The system connects directly to GitHub's support for the 2025 Global Accessibility Awareness Day (GAAD) pledge: strengthening accessibility across the open source ecosystem. The pledge ensures that user and customer feedback is routed to the right teams and translated into meaningful platform improvements.
The most important breakthroughs rarely come from code scanners alone—they come from listening to real people. But listening at scale is hard. That's why technology is essential to amplify those voices. The feedback workflow functions less like a static ticketing system and more like a dynamic engine, leveraging GitHub products to clarify, structure, and track feedback, turning it into implementation-ready solutions.
How the Workflow Operates
- Automated Triage: When a user submits accessibility feedback (via issues, emails, or support tickets), the system automatically extracts key information and categorizes it by type (e.g., screen reader, keyboard, color contrast).
- AI-Assisted Clarification: Using GitHub Copilot and GitHub Models, the system can ask clarifying questions, suggest missing details, and format the issue according to the accessibility template.
- Priority Scoring: Based on factors like impact scope and frequency, each issue receives a priority score, ensuring critical barriers get addressed first.
- Team Routing: The workflow identifies which teams need to be involved—sometimes multiple teams for cross-cutting issues—and assigns the issue accordingly.
- Continuous Monitoring: The system tracks progress, sends reminders, and escalates stalled issues. It also monitors for duplicate reports and closes noise.

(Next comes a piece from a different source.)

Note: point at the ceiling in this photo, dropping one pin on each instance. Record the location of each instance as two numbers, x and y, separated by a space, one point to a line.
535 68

Designing for People First
Before jumping into solutions, GitHub's team stepped back to consider the human element. They recognized that accessibility isn't just a technical problem; it's about people's ability to participate equally. By putting people first, they designed a system that respects users' time and effort in reporting issues.

Instead of AI replacing human judgment, the system handles the heavy lifting of organization and follow-up. This frees up engineers and designers to focus on the real work: fixing the bugs, updating components, and making the product more inclusive. The result is a cultural shift where accessibility is everyone's responsibility, enabled by smart automation.
From Chaos to Continuous Improvement
The transformation is dramatic. Where feedback once disappeared into black holes, now every accessibility report is tracked, prioritized, and acted upon—not eventually, but continuously. This approach ensures that no issue gets lost, and users see their feedback lead to real changes.
GitHub's Continuous AI for accessibility is a model for other organizations. It demonstrates that with the right foundation and thoughtful application of AI, accessibility can become a living, breathing part of the development lifecycle. The result is a more inclusive product and a clearer path for users to contribute to the platform's evolution.
This article is based on GitHub's original description of their accessibility feedback transformation. For more on their approach, see the workflow overview above.